The 1989 Porirua mayoral election was part of the New Zealand local elections held that same year. The elections were held for the role of Mayor of Porirua plus other local government positions including thirteen city councillors, also elected triennially. The polling was conducted using the standard first-past-the-post electoral method.

==Background==

The 1989 local elections were the first following a major overhaul of local government in New Zealand. The Horokiwi riding of the Hutt County Council had been absorbed into Porirua in 1988.

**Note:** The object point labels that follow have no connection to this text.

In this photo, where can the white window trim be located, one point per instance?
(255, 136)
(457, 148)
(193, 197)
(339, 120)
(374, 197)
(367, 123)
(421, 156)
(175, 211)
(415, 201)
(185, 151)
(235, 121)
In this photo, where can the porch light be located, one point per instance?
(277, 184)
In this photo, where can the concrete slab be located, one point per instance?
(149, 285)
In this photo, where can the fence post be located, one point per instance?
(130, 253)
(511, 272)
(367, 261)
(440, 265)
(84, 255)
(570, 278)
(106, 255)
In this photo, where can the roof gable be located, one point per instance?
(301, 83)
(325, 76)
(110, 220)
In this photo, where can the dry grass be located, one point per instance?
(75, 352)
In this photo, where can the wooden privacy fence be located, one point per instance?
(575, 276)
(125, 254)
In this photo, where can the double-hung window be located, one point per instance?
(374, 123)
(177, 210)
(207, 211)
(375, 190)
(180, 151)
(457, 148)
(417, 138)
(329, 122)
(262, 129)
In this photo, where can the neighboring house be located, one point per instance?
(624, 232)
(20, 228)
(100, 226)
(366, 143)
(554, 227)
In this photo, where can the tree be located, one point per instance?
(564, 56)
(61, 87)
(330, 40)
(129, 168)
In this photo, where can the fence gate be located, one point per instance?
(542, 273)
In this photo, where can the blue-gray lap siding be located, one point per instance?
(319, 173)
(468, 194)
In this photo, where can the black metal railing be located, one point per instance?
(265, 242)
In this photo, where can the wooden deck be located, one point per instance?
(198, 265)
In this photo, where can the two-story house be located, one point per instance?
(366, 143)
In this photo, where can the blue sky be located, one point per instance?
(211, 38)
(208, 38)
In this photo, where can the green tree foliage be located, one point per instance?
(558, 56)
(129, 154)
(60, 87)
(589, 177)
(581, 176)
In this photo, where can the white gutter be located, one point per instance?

The incumbent Mayor, John Burke, stood for a third term and was successful. He was re-elected by a comfortable margin of over 4,000 votes over Ken Mair, an activist. Mair said he was surprised by how many votes he received and he was "only testing the water" in standing. Media speculated that the level of votes against Labour were reflective of public mood against the policies of the Fourth Labour Government, rather than about local issues. Labour still won a narrow majority of seats on the council.

==Mayoral results==
The following table gives the election results:

1989 Porirua mayoral election
| Party |  | Candidate | Votes | % | ±% |
|---|---|---|---|---|---|
|  | Labour | John Burke | 8,991 | 64.58 | +2.46 |
|  | Independent | Ken Mair | 4,131 | 29.67 |  |
| Informal votes |  |  | 799 | 5.73 | +3.10 |
| Majority |  |  | 4,860 | 34.91 | +3.07 |
| Turnout |  |  | 13,921 | 56.00 | +19.00 |

==Ward results==

Candidates were also elected from wards to the Porirua City Council.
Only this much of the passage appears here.